Just because he wasn’t looking at Juliana didn’t mean he couldn’t see her, however. That heart-shaped face; those violet eyes fringed with long, natural, sooty lashes; those lips that looked so passionate yet somehow unkissable until a man saw the way the hesitant curve of her smile betrayed her vulnerability; the long, silky, ebony tresses that wreathed her face like a dark wavy halo and cascaded down her back.
She was perfection itself now, but that wasn’t why he loved her. He remembered her as a coltish teenager, unsure of herself, unsure of the changes her body was going through as she metamorphosed from a girl into a woman. He had first loved her when she was sixteen and he was twenty, had loved her when only her violet eyes had conveyed a hint of the beautiful woman she would someday become.
But he had not touched her.
He had not touched her when she turned seventeen and began blossoming into a diminutive beauty standing just as high as his heart, not even when she practiced her newly discovered feminine wiles on him.
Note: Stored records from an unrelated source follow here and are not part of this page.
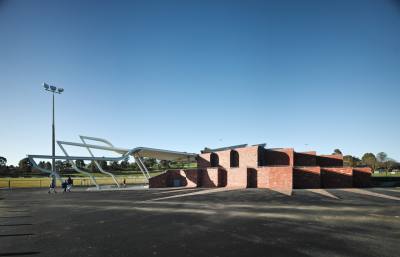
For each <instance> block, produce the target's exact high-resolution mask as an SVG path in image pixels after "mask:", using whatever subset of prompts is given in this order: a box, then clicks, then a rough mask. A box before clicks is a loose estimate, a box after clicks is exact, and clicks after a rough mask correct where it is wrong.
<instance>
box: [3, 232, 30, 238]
mask: <svg viewBox="0 0 400 257" xmlns="http://www.w3.org/2000/svg"><path fill="white" fill-rule="evenodd" d="M33 235H35V234H32V233H23V234H6V235H0V237H14V236H33Z"/></svg>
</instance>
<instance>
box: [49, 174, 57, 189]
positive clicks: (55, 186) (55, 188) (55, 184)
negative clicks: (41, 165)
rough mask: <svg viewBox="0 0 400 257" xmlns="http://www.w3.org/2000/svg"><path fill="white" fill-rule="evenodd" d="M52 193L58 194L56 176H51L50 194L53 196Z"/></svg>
mask: <svg viewBox="0 0 400 257" xmlns="http://www.w3.org/2000/svg"><path fill="white" fill-rule="evenodd" d="M51 192H54V193H55V194H57V191H56V177H55V176H54V175H51V181H50V187H49V192H48V193H49V194H51Z"/></svg>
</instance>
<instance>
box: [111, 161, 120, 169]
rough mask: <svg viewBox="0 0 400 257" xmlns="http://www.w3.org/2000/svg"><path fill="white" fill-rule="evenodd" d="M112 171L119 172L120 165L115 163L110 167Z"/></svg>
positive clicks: (115, 161) (116, 162)
mask: <svg viewBox="0 0 400 257" xmlns="http://www.w3.org/2000/svg"><path fill="white" fill-rule="evenodd" d="M110 169H111V170H113V171H116V170H119V164H118V162H116V161H113V162H112V163H111V165H110Z"/></svg>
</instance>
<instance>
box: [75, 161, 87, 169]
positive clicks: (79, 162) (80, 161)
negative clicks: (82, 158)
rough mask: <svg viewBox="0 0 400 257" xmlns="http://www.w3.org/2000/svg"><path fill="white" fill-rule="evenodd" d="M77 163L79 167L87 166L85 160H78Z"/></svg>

He had teased her gently, turning aside her natural curiosity about men and women, deflecting her innocent desire for him, keeping her at a physical distance in a way that wouldn’t seem like rejection to her sensitive soul.
Even the summer she turned eighteen he had not touched her, though by then her beauty made heads turn on the street, made men openly lust after her with their eyes. His body burned to possess hers that summer. He knew he could have her—Juliana’s expressive eyes betrayed she ached for him the way he ached for her. Desire made him toss and turn in his bed so that he took to riding his stallion through the countryside late at night until they were both exhausted, then camping out in the rustic hillside cottage he’d made his own. Far away from the palace. Far away from the sleeping streets of Drago. Far away from temptation.
And he had not touched her.
She had tested his willpower to the breaking point, but it had held. Until the night before she left for college. Until the night she came to him like a silken dream...
As usual when Andre thought of Juliana, his body responded with a fierce surge of desire. He’d had a wealth of experience controlling that desire, and he tried to do so now. But it wasn’t working. Not this time. Because Juliana was right there...just across the room. For the first time in eleven years he’d spoken with her, watched up close as those violet eyes changed hue with her emotions, saw the sudden fear ripple through her body, making her tremble and her nipples tighten under the violet silk sheath that caressed her body the way he longed to do. The gown she’d worn with nothing beneath it, knowing the effect it would have on him and every man who saw her. And then...knew she was remembering, as he did, one perfect night.
Do not think of that, he warned himself. Not here. Not now. Not with the eyes of the world fastened upon you like vultures on a carcass.
When he’d ascended the throne and had Zax assign men to protect Juliana, his cousin had asked in his blunt way if it wasn’t possible Andre had built his love for Juliana into something more than it really was. That if he saw her again in person he might be able to get her out of his system.
Well, he’d seen Juliana in person. Finally. And Zax was wrong. He would never be free of the hold she had on him—heart, mind, body and soul. She was in his blood. In his DNA. Not that he’d spent the past eleven years doing nothing—he’d built a life of purpose without the woman he loved and had accomplished great things in the few short years of his reign. But as he’d told his sister, Mara, without Juliana he would be forever incomplete. Come to me, Juliana, he prayed silently. Come to me.